Après guerre et par un mouvement de balancier bien compréhensible, l'ambiance intellectuelle penche à fond du côté opposé ( à gauche donc ), on entre dans l'ère du Behaviorisme qui affirme bien fort que chaque être humain ( et même les animaux ) est une page blanche façonnée par - et uniquement par - l'apprentissage et l'environnement. Personnellement, je vois dans cette pensée une réaction instinctive devant les horreurs de la guerre, une affirmation désespérée que "nous sommes meilleurs que ça" et que "ça n'arrivera plus jamais"... C'était tout bêtement un rejet des paradigmes de l'époque précédente ( fascisme intellectuel, fascination pour les justifications d'ordre naturel  des comportements humains, application sans nuance de concepts encore nouveaux...) et les scientifiques d'après-guerre ont commis exactement les mêmes excès dans la pensée opposée ( adoration immodérée de dogmes discutables ) tout en tombant dans une erreur grossière que Lorenz n'a jamais commise, lui: rejeter en bloc tout ce qui s'est fait avant eux.
Lorenz est un scientifique " à l'ancienne": respect des professeurs ( il les qualifie de "maîtres"...) et de la méthode scientifique pure ( observation, hypothèses et vérification expérimentale ) que les behavioristes ont allègrement foulé au pied ( genre, c'était "ringard"... ) et confiance dans le travail de ses prédécesseurs.
Les travaux des éthologistes font le lien entre la pensée darwiniste ( qui explique la Forme des corps des animaux et de l'Homme ) et la psychologie évolutionniste qui explique les comportements humains par les comportements animaux, une Ligne de Pensée qui me va comme un gant...
Par opposition, le behaviorisme et toutes les sciences humaines qui ont tenté depuis d'expliquer l'Homme sans recourir à ses Formes Parentes ( les - autres - animaux ) s'appuyaient sur des concepts totalement inventés et bricolés dans l'urgence ( c'est pas un jugement moral, comme dit plus haut ces gens baignaient dans le traumatisme de la deuxième guerre mondiale, par contre c'est un jugement de valeur... ) et qui ont depuis largement fait la preuve de leur inaptitude à décrire la réalité de la nature humaine ou - plus grave - a améliorer cette même nature...
Voir à ce sujet ses commentaires sur les enfants insupportables, "fruits" de l'éducation sans contraintes ni frustrations à la Dolto... ( RIP Carlos au paradis des chemises à fleurs, ça peut plus lui faire de peine... )
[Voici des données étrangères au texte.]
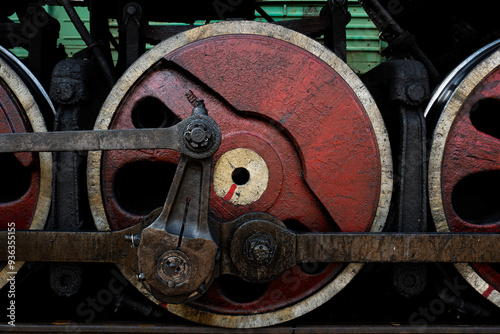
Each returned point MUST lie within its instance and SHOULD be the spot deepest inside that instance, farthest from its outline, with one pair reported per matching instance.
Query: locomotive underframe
(400, 87)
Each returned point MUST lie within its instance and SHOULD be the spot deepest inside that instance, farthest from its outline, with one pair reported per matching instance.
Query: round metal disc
(302, 140)
(25, 178)
(464, 165)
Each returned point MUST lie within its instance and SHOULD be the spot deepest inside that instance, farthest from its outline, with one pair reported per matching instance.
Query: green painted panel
(363, 44)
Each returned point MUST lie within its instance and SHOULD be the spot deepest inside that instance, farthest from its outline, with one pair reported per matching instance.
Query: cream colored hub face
(241, 176)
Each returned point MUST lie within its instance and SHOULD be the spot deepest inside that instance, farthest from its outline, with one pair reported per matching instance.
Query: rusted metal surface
(19, 202)
(167, 138)
(46, 246)
(464, 163)
(258, 92)
(177, 252)
(65, 327)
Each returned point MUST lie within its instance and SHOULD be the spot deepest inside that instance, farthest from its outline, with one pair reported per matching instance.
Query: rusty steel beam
(375, 247)
(311, 247)
(65, 327)
(52, 246)
(89, 140)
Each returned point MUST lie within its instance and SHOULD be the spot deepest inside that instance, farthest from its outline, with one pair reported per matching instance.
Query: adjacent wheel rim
(464, 165)
(23, 104)
(258, 35)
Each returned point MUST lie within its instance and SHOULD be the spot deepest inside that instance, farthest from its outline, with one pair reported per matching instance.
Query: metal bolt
(65, 92)
(415, 93)
(135, 239)
(260, 249)
(198, 135)
(174, 267)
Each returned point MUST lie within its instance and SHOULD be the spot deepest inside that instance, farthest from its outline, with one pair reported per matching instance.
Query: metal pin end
(199, 108)
(135, 239)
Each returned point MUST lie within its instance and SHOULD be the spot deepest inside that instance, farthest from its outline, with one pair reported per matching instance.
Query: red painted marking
(488, 292)
(230, 193)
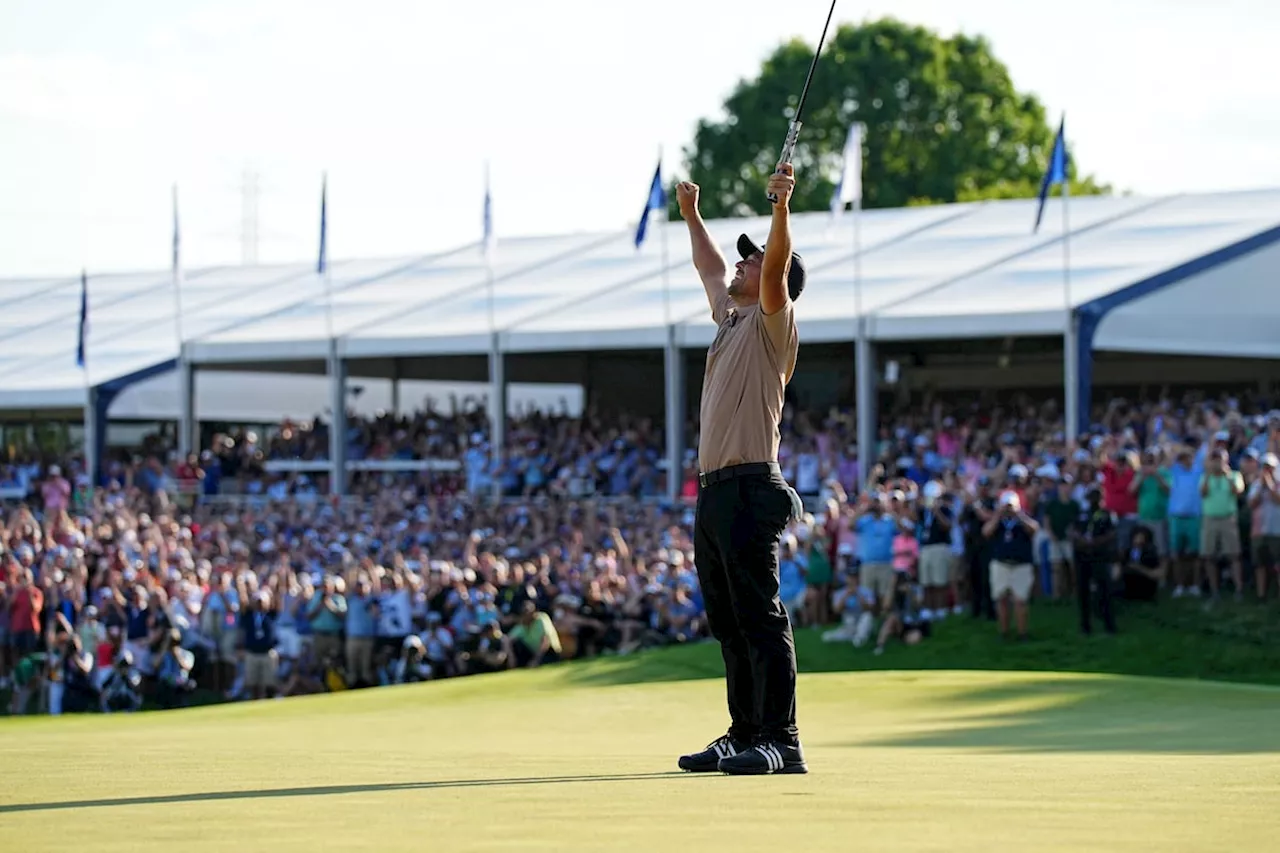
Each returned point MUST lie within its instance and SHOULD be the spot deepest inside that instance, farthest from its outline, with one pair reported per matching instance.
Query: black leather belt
(731, 471)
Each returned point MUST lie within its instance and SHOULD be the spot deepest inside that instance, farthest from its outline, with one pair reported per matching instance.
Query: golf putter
(789, 147)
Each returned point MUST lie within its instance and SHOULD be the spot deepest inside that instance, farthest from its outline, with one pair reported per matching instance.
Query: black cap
(795, 276)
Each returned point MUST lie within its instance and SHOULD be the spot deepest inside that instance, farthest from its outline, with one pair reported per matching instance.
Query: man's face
(745, 286)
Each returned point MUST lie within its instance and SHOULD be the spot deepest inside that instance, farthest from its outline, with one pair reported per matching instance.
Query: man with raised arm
(744, 502)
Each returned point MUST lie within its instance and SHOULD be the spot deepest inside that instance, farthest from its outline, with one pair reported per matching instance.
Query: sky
(105, 106)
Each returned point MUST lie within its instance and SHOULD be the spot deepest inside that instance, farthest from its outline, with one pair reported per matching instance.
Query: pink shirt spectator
(906, 553)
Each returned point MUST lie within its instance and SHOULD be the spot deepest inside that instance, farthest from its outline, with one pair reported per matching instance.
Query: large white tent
(1171, 274)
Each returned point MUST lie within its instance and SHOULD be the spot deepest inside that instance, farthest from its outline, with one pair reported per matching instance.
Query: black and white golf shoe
(708, 760)
(766, 757)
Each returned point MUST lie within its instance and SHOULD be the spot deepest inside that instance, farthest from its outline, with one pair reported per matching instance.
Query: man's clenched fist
(782, 183)
(686, 196)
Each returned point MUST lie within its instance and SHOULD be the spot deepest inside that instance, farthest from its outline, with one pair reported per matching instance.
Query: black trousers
(979, 580)
(1098, 570)
(736, 538)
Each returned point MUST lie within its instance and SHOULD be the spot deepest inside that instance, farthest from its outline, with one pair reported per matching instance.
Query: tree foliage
(942, 123)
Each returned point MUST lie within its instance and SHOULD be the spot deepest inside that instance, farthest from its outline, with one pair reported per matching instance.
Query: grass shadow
(1102, 715)
(330, 790)
(1170, 639)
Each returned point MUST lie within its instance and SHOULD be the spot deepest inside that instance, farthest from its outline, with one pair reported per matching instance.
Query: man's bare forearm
(708, 259)
(777, 258)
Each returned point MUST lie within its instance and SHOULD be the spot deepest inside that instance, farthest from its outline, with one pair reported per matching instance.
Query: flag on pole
(323, 263)
(850, 185)
(657, 200)
(83, 324)
(177, 238)
(490, 238)
(1056, 172)
(177, 270)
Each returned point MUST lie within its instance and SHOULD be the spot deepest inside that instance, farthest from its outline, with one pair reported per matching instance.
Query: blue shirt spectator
(259, 630)
(876, 538)
(360, 615)
(791, 580)
(1184, 498)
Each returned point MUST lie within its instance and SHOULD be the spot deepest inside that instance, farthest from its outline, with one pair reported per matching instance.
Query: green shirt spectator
(1153, 496)
(1061, 514)
(1220, 501)
(533, 633)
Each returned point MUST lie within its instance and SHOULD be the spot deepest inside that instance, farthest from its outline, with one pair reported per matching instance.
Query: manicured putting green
(580, 757)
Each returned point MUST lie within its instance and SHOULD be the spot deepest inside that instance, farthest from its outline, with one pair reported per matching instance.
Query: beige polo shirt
(748, 366)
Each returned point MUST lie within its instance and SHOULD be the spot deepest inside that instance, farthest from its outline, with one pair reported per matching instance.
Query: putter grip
(789, 150)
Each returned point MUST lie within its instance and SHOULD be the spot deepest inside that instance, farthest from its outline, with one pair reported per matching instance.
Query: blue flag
(1056, 173)
(657, 200)
(324, 226)
(83, 327)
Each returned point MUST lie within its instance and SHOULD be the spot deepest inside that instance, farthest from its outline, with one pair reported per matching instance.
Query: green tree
(944, 123)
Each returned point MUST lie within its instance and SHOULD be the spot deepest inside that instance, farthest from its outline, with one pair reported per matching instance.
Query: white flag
(850, 187)
(490, 237)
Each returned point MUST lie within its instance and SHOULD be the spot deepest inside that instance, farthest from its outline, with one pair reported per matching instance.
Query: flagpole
(186, 427)
(864, 369)
(673, 375)
(90, 402)
(1070, 340)
(333, 366)
(497, 378)
(324, 255)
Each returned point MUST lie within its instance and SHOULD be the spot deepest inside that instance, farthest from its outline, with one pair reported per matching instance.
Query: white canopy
(1193, 273)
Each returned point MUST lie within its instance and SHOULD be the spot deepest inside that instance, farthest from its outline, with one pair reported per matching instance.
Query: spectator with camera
(1011, 534)
(1153, 486)
(1265, 505)
(259, 642)
(904, 620)
(122, 690)
(1096, 536)
(876, 528)
(1220, 534)
(174, 666)
(936, 525)
(1142, 568)
(534, 641)
(978, 546)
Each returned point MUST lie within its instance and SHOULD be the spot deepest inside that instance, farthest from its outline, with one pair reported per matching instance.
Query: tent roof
(931, 272)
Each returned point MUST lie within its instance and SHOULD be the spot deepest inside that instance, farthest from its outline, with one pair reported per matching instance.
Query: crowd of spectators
(156, 582)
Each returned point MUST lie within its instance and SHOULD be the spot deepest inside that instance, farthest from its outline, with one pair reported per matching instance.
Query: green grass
(579, 757)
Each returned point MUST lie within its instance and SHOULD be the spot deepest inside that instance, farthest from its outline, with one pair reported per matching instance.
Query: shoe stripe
(772, 757)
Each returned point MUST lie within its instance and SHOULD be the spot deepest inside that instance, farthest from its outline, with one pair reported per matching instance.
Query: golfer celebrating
(743, 502)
CECI DIT, il est vrai que si vous faites une recherche Google sur lui et que vous allez plus loin dans la liste que les pages Wiki, vous avez de fortes chances de tomber sur des sites très à droite, qui se réclament ouvertement du FN ou du fascisme ( je caricature pas, il suffit de surfer un peu...).
C'est que comme notre culture en général ( le retour du mouvement de balancier évoqué plus haut ), la pensée scientifique penche de nouveau à droite en réaction aux délires gauchistes des années soixante/soixante-dix... En France comme dans le reste de l'Europe latine on a mis du temps à rejoindre le mouvement ( encore une fois, c'est ni bien ni mal, c'est juste comme ça...) mais on y vient et on "découvre" ou plutôt redécouvre ces écoles de pensée, d'où un retour aux basiques et un retour en grâce du p'tit père Lorenz, ses poissons de récifs et ses oies cendrées...
Au chapitre "position sur le fascisme": " La vénération romantique des valeurs nationales [...] est visiblement un anachronisme qui ne peut être que nuisible de nos jours" ...
...ou encore une belle critique de la manipulation de la phase naturelle pendant laquelle les jeunes se cherchent leurs propres valeurs, n'importe lesquelles, un genre de "relativisme moral": à la fin de "l'agression", il exprime la crainte que si " un démagogue habile, expert dans l'art dangereux de provoquer des situations stimulantes dépassant la normale s'empare des jeunes de cet âge sensible; il n'aura pas de difficulté à guider le choix de leur objet de fixation dans une direction qui serve ses buts"... Si ça vise pas les jeunesses hitlériennes... ( Pensez à la stratégie "éducative" de Van...)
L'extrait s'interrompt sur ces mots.